It’s official: No one needs to buy anything to sit inside a Starbucks.
The coffee company’s announcement was sent to all staffers over the weekend. Called the “Third Place Policy,” it reads in part: “We want our stores to be the third place, a warm and welcoming environment where customers can gather and connect. Any customer is welcome to use Starbucks spaces, including our restrooms, cafes and patios, regardless of whether they make a purchase.”
Starbucks’s new policy specifies that it allows all to use its cafes without making a purchase provided they “use spaces as intended,” are “considerate of others,” communicate “with respect,” and act “responsibly.”

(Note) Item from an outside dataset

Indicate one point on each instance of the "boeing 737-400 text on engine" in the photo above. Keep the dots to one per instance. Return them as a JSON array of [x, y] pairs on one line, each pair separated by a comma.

The new directive effectively turns Starbucks into a public space, where anyone can gather for any reason, and as long as they don’t disrupt the peace, can sit for as long as they’d like.
Though it wasn’t official before, many people have long used Starbucks as just such a gathering place, popping in to snag a few minutes of free Wi-Fi, seek shelter from inclement weather, or use the restroom.
But, a little over a month ago it became clear that not all were welcome to use Starbucks as a so-called “third place.” The Seattle-based company has been under fire since a manager at a Starbucks in Philadelphia called the police on two black men who arrived early for a meeting, and were seated in the cafe. One asked to use the bathroom, but was told he couldn’t because he had not purchased anything. The business acquaintance entered just as police began to arrest the men. They were released shortly after; police found no evidence of a crime.
Days of protests followed. The manager who called the police left the company. Around 10 days ago, Starbucks announced its new bathroom policy, in which anyone can use the cafe’s restroom without having to make a purchase.
The coffee company with locations across the globe now also has a new policy for when it recommends staffers call the police. According to the Washington Post, there are eight instances for when an employee or manager should call the police, including: “gas leak or fire, robbery, threat of violence, use or selling illegal drugs and destruction of store property,” according to the Washington Post. There are also new guidelines for how to handle “disruptive behavior,” including “being unreasonably noisy, viewing inappropriate media, verbally abusing people, making unwanted sexual advances and indecent exposure.”
Starbucks employees are to “assess a customer’s behavior — rather than the person alone,” “consider how any decision they make will affect the customer’s experience,” ask a fellow employee to “observe and verify” the behavior or situation, attempt to address the situation directly with the disruptive person or persons by introducing themselves, asking for the individual’s name, and then “listen actively, use a calm tone and respectfully request that they stop the disruptive behavior.” The procedure only instructs staffers to call 911 “if the situation becomes unsafe.”